L’erreur de raisonnement consiste à avoir vérifié si les conditions des cas de responsabilité issus de ce texte étaient remplies, sans s’arrêter au préalable sur le champ d’application global.
« Lorsqu'une procédure de sauvegarde, de redressement judiciaire ou de liquidation judiciaire est ouverte, les créanciers ne peuvent être tenus pour responsables des préjudices subis du fait des concours consentis, sauf les cas de fraude, d'immixtion caractérisée dans la gestion du débiteur ou si les garanties prises en contrepartie de ces concours sont disproportionnées à ceux-ci. ».
La Cour de cassation casse les deux arrêts pour violation de la loi par fausse application, et déduit de la lettre de l’article que : « les dispositions de l’article L. 650-1 du Code de commerce ne concernant que la responsabilité du créancier lorsqu’elle est recherchée du fait des concours qu’il a consentis, seul l’octroi estimé fautif de ceux-ci, et non leur retrait, peut donner lieu à l’application de ce texte ».
Or, dans les affaires en causes, les parties ne soulevaient pas une responsabilité du fait de l’octroi de concours bancaires, mais du fait de leur retrait, tantôt partiel (n°18-23.221), tantôt total (n°19-12.542).
Cette lecture restrictive de l’article L 650-1 du Code de commerce paraît justifiée par le fait que cette disposition constitue une dérogation au principe même de la responsabilité civile, plus complexe à mettre en œuvre au regard des moyens de preuves à rapporter.
Ainsi, dans le cas de réduction ou de retrait des concours consentis, les débiteurs et cautions pourront faire valoir que la diminution du concours a été fautive et qu’elle leur a causé un dommage sur le terrain de la responsabilité classique.
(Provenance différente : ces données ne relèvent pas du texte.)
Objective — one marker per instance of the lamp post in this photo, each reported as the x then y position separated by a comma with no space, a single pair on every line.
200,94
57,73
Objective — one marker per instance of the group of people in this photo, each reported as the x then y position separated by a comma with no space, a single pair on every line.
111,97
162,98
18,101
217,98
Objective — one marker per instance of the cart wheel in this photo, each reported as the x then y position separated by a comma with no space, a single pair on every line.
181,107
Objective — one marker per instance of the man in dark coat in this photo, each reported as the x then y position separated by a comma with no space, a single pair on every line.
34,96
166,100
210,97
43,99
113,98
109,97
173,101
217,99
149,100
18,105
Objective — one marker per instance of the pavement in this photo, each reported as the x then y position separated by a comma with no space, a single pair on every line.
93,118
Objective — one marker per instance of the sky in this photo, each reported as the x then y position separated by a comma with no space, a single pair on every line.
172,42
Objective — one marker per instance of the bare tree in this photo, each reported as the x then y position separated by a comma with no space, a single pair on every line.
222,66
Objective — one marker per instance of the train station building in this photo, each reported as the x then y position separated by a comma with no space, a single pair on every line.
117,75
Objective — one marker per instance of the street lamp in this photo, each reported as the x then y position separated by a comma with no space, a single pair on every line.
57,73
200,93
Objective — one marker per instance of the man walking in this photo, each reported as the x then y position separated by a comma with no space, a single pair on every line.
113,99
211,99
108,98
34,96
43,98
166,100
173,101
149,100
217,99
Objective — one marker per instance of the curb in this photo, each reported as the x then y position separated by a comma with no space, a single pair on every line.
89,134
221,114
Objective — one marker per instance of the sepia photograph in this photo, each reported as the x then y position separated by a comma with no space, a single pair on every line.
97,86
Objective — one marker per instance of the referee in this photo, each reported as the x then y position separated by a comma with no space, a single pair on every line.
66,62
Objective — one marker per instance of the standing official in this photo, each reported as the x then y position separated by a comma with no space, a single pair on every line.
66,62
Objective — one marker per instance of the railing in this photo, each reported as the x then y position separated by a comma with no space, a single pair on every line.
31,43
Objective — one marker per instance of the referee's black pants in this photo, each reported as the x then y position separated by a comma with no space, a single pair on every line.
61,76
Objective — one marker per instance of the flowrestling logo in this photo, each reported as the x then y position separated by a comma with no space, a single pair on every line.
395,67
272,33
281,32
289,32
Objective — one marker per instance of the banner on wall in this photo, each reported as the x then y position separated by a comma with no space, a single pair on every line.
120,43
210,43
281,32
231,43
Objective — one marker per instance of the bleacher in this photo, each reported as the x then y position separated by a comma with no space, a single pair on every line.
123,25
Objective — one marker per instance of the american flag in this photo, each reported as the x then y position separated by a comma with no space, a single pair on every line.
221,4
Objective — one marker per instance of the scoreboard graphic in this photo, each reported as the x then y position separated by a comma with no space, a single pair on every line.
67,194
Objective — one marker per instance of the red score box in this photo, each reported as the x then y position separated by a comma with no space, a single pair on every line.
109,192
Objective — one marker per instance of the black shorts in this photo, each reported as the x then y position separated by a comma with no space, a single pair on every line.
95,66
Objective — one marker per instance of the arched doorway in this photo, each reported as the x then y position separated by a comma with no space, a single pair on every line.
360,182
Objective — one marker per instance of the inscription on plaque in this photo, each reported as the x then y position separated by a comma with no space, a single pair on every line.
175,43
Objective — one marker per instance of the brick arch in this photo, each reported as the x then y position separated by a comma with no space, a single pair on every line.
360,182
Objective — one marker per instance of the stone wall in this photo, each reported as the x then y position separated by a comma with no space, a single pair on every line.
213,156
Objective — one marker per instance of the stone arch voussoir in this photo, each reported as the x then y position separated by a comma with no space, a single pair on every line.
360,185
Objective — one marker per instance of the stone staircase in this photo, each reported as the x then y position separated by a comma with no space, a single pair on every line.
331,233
Pour obtenir gain de cause, ils devront suivre les règles usuelles de l’action en responsabilité civile (faute – préjudice – lien de causalité), sans avoir à justifier en plus de l’un des trois critères listés par l’article L 650-1, à savoir fraude, immixtion caractérisée dans la gestion du débiteur ou garanties disproportionnées.
Il semble donc que ces décisions, qui pourraient paraître favorables aux établissements de crédit à première vue, aient, en réalité, pour conséquence de rendre plus aisé la recherche de leur responsabilité en réduisant le champ d’application de l’article L 650-1 et de ses cas limitatifs de responsabilité.
Fort de son expertise, le Cabinet Pivoine Avocats vous accompagne dans toutes problématiques que vous pourriez rencontrez dans vos relations avec les établissements de crédit et autres partenaires financiers.
Pour plus d’informations ou prendre rendez-vous, n’hésitez pas à nous contacter.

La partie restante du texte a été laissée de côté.